Vertical splitting is a method of reducing the width of a table by
splitting the columns of the table into multiple tables. Usually, all
frequently used columns are kept in one table, and others are kept in
the other table. This way, more records can be accommodated per page,
fewer I/Os are generated, and more data can be cached into SQL Server
memory. Figure 2 illustrates a vertically partitioned table. The frequently accessed columns of the authors table are stored in the author_primary table, whereas less frequently used columns are stored in the author_secondary table.
Tip
Make the decision to split data very carefully,
especially when the system is already in production. Changing the data
structure might have a system-wide impact on a large number of queries
that reference the old definition of the object. In such cases, to
minimize risks, you might want to use SQL Server views to hide the
vertical partitioning of data. Also, if you find that users and
developers are frequently joining between the vertically split tables
because they need to pull data together from the two tables, you might
want to reconsider the split point or the splitting of the table
itself. Doing frequent joins between split tables with smaller rows
requires more I/Os to retrieve the same data than if the data resided
in a single table with wider rows.
Performance Implications of Zero-to-One Relationships
Suppose
that one of the development managers in your company, Bob, approaches
you to discuss some database schema changes. He is one of several
managers whose groups all use the central User table in your database. Bob’s application makes use of about 5% of the users in the User
table. Bob has a requirement to track five yes/no/undecided flags
associated with those users. He would like you to add five
one-character columns to the User table to track this information. What do you tell Bob?

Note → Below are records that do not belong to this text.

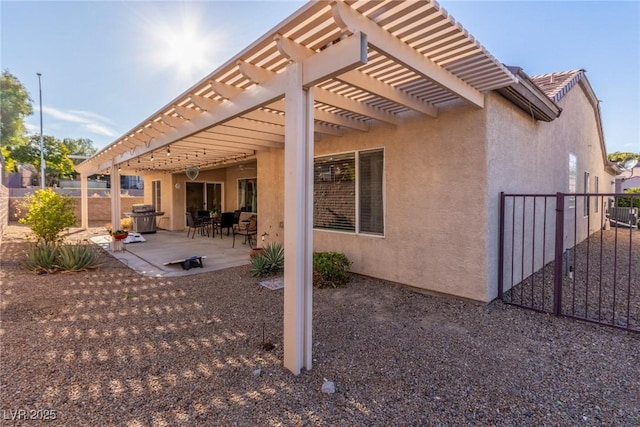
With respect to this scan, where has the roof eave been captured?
[497,67,562,122]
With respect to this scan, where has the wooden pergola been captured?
[77,0,517,374]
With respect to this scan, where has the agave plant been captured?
[56,243,104,271]
[251,243,284,277]
[22,240,59,272]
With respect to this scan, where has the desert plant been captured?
[617,187,640,208]
[22,240,58,273]
[56,243,103,271]
[313,252,351,288]
[20,188,78,243]
[251,243,284,277]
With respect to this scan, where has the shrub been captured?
[618,187,640,208]
[22,240,58,273]
[251,243,284,277]
[313,252,351,288]
[20,188,78,244]
[56,243,103,271]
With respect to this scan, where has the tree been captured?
[62,138,98,156]
[20,188,78,244]
[12,134,75,186]
[0,70,33,171]
[607,151,640,163]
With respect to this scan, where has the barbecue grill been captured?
[125,205,164,234]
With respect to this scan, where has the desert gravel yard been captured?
[0,226,640,426]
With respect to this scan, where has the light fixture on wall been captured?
[618,159,639,182]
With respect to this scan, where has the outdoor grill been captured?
[125,205,164,234]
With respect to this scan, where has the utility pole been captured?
[37,73,44,190]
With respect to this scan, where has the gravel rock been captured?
[321,378,336,394]
[0,226,640,426]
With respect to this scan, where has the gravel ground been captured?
[0,226,640,426]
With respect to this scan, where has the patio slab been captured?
[90,230,250,277]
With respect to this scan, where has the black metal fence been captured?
[498,193,640,332]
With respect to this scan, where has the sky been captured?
[0,0,640,153]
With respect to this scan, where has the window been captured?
[151,180,162,212]
[583,172,591,216]
[569,153,578,209]
[593,176,600,213]
[313,150,384,235]
[238,178,258,212]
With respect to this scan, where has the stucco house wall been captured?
[139,77,612,301]
[485,84,613,300]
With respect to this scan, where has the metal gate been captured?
[498,193,640,332]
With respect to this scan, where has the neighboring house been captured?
[77,1,615,372]
[616,164,640,193]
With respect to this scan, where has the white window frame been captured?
[236,176,258,213]
[569,153,578,209]
[151,179,162,212]
[582,171,591,217]
[313,147,387,237]
[593,175,600,213]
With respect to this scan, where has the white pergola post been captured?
[284,62,313,375]
[110,161,123,251]
[80,174,89,229]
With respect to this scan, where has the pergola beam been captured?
[331,1,484,108]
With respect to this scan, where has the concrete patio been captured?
[90,230,250,277]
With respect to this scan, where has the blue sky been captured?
[0,0,640,152]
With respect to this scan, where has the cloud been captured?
[42,106,119,137]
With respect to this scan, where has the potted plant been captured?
[111,230,129,240]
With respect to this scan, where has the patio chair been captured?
[185,212,208,239]
[197,209,216,237]
[233,209,242,229]
[219,212,235,238]
[231,215,258,248]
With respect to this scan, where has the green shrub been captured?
[56,243,103,271]
[251,243,284,277]
[20,188,78,243]
[22,240,58,273]
[313,252,351,288]
[618,187,640,208]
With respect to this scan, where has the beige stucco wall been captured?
[144,164,261,230]
[257,149,284,245]
[132,83,611,301]
[484,86,612,300]
[252,99,485,300]
[8,196,143,224]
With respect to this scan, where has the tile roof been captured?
[531,70,585,102]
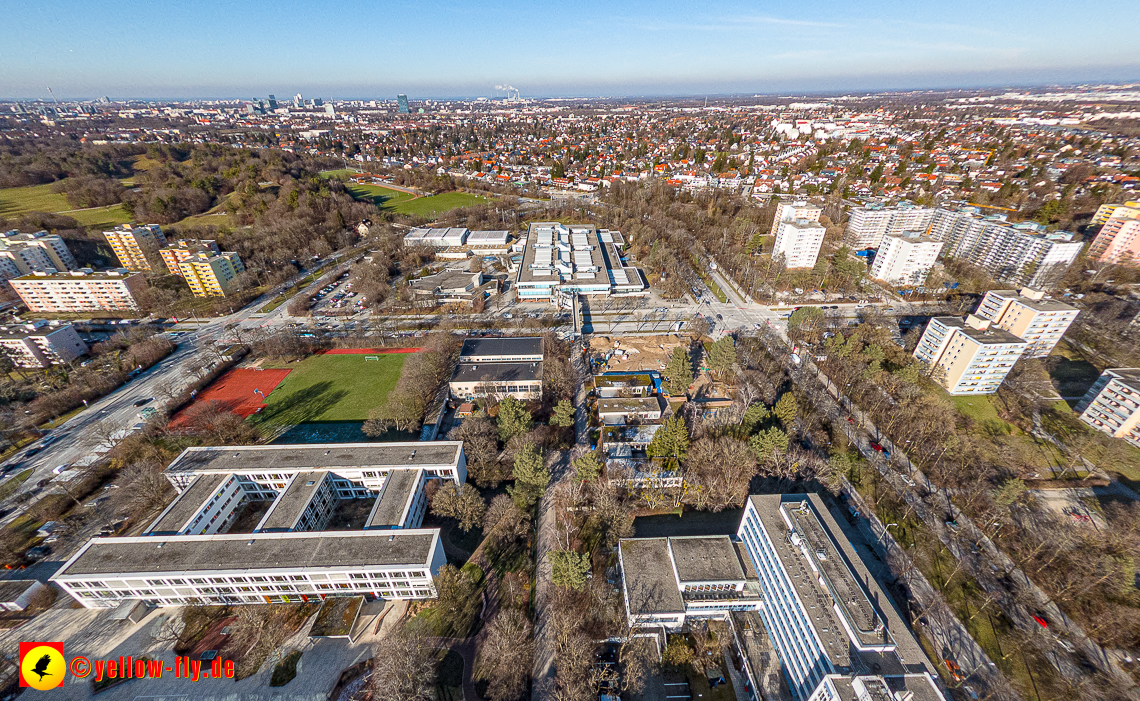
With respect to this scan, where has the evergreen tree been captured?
[498,397,532,442]
[665,347,693,397]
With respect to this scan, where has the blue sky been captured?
[0,0,1140,98]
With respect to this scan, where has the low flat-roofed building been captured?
[365,470,428,529]
[597,397,665,425]
[515,221,646,302]
[618,495,944,701]
[459,336,544,362]
[448,362,543,401]
[0,320,88,367]
[51,529,447,609]
[166,441,467,490]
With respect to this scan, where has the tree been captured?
[772,392,799,431]
[748,426,788,464]
[665,345,693,397]
[547,551,589,592]
[645,414,689,462]
[432,563,482,637]
[551,399,573,429]
[431,482,487,532]
[740,402,771,433]
[474,609,535,701]
[507,443,551,510]
[447,411,506,487]
[498,397,532,443]
[573,451,602,482]
[709,336,736,373]
[371,624,439,701]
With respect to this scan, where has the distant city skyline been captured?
[0,0,1140,100]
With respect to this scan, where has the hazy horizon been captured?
[0,0,1140,99]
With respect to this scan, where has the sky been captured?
[0,0,1140,99]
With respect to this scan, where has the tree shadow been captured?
[257,381,348,425]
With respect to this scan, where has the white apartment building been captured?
[51,441,466,609]
[1076,367,1140,448]
[0,320,89,367]
[844,205,1084,288]
[871,231,943,286]
[974,287,1080,358]
[914,315,1028,396]
[844,204,935,251]
[772,219,827,268]
[768,202,823,236]
[618,494,945,701]
[8,268,147,313]
[0,230,79,280]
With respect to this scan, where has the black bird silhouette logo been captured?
[32,654,51,682]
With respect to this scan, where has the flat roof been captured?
[365,470,421,528]
[451,360,543,382]
[51,529,439,580]
[166,441,463,474]
[147,472,233,533]
[620,538,685,613]
[459,336,543,361]
[258,472,328,531]
[669,536,744,584]
[597,396,662,414]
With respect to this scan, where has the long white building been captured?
[51,441,466,609]
[914,315,1028,396]
[844,205,1084,288]
[618,495,945,701]
[871,231,943,285]
[974,287,1081,358]
[0,230,79,280]
[1076,367,1140,448]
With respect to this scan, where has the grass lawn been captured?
[392,193,491,217]
[253,353,407,425]
[344,184,424,211]
[0,182,131,228]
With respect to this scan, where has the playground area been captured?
[170,368,292,429]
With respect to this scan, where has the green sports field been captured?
[252,353,408,426]
[0,184,131,229]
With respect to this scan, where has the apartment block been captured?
[448,336,544,401]
[844,204,935,251]
[8,268,147,313]
[1076,367,1140,448]
[871,231,943,285]
[51,441,466,609]
[158,238,221,277]
[974,287,1080,358]
[1090,199,1140,227]
[768,202,823,236]
[772,219,827,268]
[618,494,946,701]
[0,320,89,368]
[914,315,1028,394]
[1089,207,1140,266]
[103,223,166,270]
[515,221,646,302]
[844,205,1084,288]
[0,230,79,280]
[178,252,245,297]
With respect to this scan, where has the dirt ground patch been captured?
[587,334,689,373]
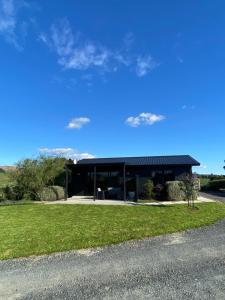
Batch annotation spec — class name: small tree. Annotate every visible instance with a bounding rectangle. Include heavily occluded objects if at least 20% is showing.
[181,174,197,208]
[11,156,66,200]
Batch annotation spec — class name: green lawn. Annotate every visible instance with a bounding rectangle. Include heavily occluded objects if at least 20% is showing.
[0,172,10,188]
[0,203,225,259]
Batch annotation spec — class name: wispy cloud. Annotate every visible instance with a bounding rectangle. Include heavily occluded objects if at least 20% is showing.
[39,19,159,77]
[136,55,159,77]
[195,164,207,169]
[0,0,28,50]
[126,112,165,127]
[39,148,94,160]
[67,117,91,129]
[181,104,195,110]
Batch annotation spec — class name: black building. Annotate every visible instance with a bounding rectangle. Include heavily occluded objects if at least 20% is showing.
[67,155,200,200]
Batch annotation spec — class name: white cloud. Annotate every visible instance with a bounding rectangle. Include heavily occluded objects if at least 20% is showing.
[39,19,159,77]
[67,117,91,129]
[39,148,94,160]
[181,104,195,110]
[136,55,159,77]
[0,0,28,50]
[126,112,165,127]
[195,164,207,169]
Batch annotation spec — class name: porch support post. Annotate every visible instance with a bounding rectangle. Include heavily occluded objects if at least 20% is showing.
[135,175,139,201]
[123,164,127,201]
[94,166,96,201]
[64,165,69,201]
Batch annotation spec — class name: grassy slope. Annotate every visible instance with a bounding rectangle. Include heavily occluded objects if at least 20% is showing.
[0,203,225,259]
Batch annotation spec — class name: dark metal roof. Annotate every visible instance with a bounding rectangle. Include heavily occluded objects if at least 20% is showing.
[77,155,200,166]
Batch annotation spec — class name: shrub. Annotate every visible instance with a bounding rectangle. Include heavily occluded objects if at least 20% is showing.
[37,185,65,201]
[165,181,186,201]
[1,185,23,200]
[205,179,225,191]
[143,179,154,200]
[11,156,66,200]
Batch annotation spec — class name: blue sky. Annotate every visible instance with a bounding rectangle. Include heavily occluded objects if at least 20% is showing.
[0,0,225,174]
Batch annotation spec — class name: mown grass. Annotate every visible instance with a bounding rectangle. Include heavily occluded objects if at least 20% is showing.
[0,203,225,259]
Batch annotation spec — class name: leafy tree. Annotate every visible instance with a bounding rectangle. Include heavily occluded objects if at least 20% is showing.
[181,174,199,208]
[11,156,66,200]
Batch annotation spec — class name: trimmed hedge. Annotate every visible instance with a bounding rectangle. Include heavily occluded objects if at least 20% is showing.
[165,181,186,201]
[204,179,225,191]
[38,185,65,201]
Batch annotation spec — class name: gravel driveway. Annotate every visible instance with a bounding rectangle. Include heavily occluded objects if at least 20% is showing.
[0,220,225,300]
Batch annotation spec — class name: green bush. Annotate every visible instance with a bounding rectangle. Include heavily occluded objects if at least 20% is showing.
[205,179,225,191]
[11,156,66,200]
[165,181,186,201]
[143,179,154,200]
[1,185,23,200]
[37,185,65,201]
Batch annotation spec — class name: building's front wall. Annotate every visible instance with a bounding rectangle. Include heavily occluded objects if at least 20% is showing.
[69,165,192,197]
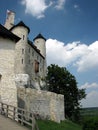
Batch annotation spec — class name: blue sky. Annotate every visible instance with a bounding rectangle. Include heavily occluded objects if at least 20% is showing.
[0,0,98,107]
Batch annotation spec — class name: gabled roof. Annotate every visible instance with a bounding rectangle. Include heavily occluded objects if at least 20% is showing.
[33,33,46,41]
[10,21,30,33]
[28,40,45,59]
[0,24,20,42]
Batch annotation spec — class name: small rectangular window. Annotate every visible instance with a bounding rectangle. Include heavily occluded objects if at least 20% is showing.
[22,49,24,54]
[29,48,30,53]
[32,51,34,56]
[21,59,24,64]
[23,35,25,40]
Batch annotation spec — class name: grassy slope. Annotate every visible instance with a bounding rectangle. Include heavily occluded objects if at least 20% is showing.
[37,120,82,130]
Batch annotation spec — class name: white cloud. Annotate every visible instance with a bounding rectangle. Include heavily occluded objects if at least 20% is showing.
[76,41,98,72]
[74,4,80,11]
[46,39,98,72]
[81,91,98,107]
[21,0,52,18]
[80,83,98,89]
[55,0,66,10]
[21,0,66,19]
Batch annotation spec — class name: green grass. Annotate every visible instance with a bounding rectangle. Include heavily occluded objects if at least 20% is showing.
[37,120,82,130]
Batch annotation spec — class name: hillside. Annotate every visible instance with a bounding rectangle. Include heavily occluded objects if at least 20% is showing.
[37,120,82,130]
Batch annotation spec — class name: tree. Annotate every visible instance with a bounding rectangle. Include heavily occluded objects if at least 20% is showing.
[46,64,86,120]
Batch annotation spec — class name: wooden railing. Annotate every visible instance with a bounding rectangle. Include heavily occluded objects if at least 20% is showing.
[0,102,38,130]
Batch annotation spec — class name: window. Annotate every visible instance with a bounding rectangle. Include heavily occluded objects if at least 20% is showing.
[37,56,38,60]
[32,51,34,56]
[22,49,24,54]
[21,59,24,64]
[23,35,25,40]
[35,60,39,73]
[0,74,2,81]
[29,59,30,64]
[0,74,2,87]
[29,48,30,53]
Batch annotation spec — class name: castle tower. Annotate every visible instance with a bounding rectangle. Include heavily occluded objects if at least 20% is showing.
[33,33,47,76]
[4,10,15,29]
[33,33,46,58]
[11,21,30,74]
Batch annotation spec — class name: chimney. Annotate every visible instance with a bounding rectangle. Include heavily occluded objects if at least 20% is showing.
[4,10,15,29]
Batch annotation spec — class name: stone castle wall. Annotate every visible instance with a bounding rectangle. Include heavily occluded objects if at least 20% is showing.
[0,38,17,106]
[18,87,64,122]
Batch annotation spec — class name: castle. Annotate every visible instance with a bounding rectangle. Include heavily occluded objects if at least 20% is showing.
[0,11,64,122]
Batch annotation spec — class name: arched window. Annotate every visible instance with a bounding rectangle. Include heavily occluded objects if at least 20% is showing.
[35,60,39,73]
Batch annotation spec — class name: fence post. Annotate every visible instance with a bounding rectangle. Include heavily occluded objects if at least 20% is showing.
[6,105,9,117]
[13,107,16,120]
[21,110,24,125]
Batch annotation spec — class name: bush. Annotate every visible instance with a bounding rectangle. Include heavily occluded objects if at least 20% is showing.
[83,117,98,130]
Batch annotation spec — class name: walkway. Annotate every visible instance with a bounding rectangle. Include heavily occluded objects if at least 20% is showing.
[0,115,29,130]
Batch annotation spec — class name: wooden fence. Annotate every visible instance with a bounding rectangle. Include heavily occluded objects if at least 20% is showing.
[0,102,38,130]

Bob has a classic zero-to-one problem. He has some
data he needs to track, but it applies to only a small subset of the
data in the table. You can approach this problem in one of three ways:
Option 1: Add the columns to the User table—In this case, 95% of your users will have NULL values in those columns, and the table will become wider for everybody.
Option 2: Create a new table with a vertical partition of the User table—The new table will contain the User primary key and Bob’s five flags. In this case, 95% of your users will still have NULL data in the new table, but the User
table is protected against these effects. Because other groups don’t
need to use the new partition table, this is a nice compromise.
Option 3: Create a new vertically partitioned table as in Option 2 but populate it only with rows that have at least one non-NULL
value for the columns in the new partition—This option is great for
database performance, and searches in the new table will be wonderfully
fast. The only drawback to this approach is that Bob’s developers will
have to add additional logic to their applications to determine whether
a row exists during updates. Bob’s folks will need to use an outer join
to the table to cover the possibility that a row doesn’t exist.
Depending on the goals of the project, any
one of these options can be appropriate. Option 1 is simple and is the
easiest to code for and understand. Option 2 is a good compromise
between performance and simplicity. Option 3 gives the best performance
in certain circumstances but impacts performance in certain other
situations and definitely requires more coding work to be done.